While a decent abstraction, this cartoonish image hides the uncomfortable truth that scientists still don’t know much about what many neurons actually look like, not to mention the extent of their connections.
But without untangling the jumbled mess of neural wires that zigzag across the brain, scientists are stumped in trying to answer one of the most fundamental mysteries of the brain: how individual neuronal threads carry and assemble information, which forms the basis of our thoughts, memories, consciousness, and self.
What if there was a way to virtually trace and explore the brain’s serpentine fibers, much like the way Google Maps allows us to navigate the concrete tangles of our cities’ highways?
Thanks to an interdisciplinary team at Janelia Research Campus, we’re on our way. Meet MouseLight, the most extensive map of the mouse brain ever attempted. The ongoing project has an ambitious goal: reconstructing thousands—if not more—of the mouse’s 70 million neurons into a 3D map. (You can play with it here!)
With map in hand, neuroscientists around the world can begin to answer how neural circuits are organized in the brain, and how information flows from one neuron to another across brain regions and hemispheres.
The first release, presented Monday at the Society for Neuroscience Annual Conference in Washington, DC, contains information about the shape and sizes of 300 neurons.
And that’s just the beginning.
“MouseLight’s new dataset is the largest of its kind,” says Dr. Wyatt Korff, director of project teams. “It’s going to change the textbook view of neurons.”
MouseLight is hardly the first rodent brain atlasing project.

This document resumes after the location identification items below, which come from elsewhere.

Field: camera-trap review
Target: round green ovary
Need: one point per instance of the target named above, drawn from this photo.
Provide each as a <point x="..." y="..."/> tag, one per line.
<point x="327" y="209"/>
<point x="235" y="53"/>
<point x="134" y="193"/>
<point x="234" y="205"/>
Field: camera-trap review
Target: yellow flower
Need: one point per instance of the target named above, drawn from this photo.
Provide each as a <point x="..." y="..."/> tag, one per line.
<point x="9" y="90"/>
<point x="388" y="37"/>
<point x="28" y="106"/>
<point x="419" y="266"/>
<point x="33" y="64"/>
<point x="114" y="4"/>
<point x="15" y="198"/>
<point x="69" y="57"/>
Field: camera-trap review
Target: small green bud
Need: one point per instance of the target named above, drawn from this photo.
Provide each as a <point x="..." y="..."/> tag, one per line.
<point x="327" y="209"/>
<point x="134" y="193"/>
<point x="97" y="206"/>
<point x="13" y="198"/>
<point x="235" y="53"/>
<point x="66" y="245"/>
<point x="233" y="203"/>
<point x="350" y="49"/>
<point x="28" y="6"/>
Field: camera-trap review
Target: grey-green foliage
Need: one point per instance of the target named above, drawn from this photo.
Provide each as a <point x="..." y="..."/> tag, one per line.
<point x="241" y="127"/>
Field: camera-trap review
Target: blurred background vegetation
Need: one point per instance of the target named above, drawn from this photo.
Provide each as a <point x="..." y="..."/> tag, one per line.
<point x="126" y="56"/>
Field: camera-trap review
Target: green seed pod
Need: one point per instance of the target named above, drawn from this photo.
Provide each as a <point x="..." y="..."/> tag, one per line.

The Mouse Brain Connectivity Atlas at the Allen Institute for Brain Science in Seattle tracks neuron activity across small circuits in an effort to trace a mouse’s connectome—a complete atlas of how the firing of one neuron links to the next.
MICrONS (Machine Intelligence from Cortical Networks), the $100 million government-funded “moonshot” hopes to distill brain computation into algorithms for more powerful artificial intelligence. Its first step? Brain mapping.
What makes MouseLight stand out is its scope and level of detail.
MICrONS, for example, is focused on dissecting a cubic millimeter of the mouse visual processing center. In contrast, MouseLight involves tracing individual neurons across the entire brain.
And while connectomics outlines the major connections between brain regions, the birds-eye view entirely misses the intricacies of each individual neuron. This is where MouseLight steps in.
Slice and Dice
With a width only a fraction of a human hair, neuron projections are hard to capture in their native state. Tug or squeeze the brain too hard, and the long, delicate branches distort or even shred into bits.
In fact, previous attempts at trying to reconstruct neurons at this level of detail topped out at just a dozen, stymied by technological hiccups and sky-high costs.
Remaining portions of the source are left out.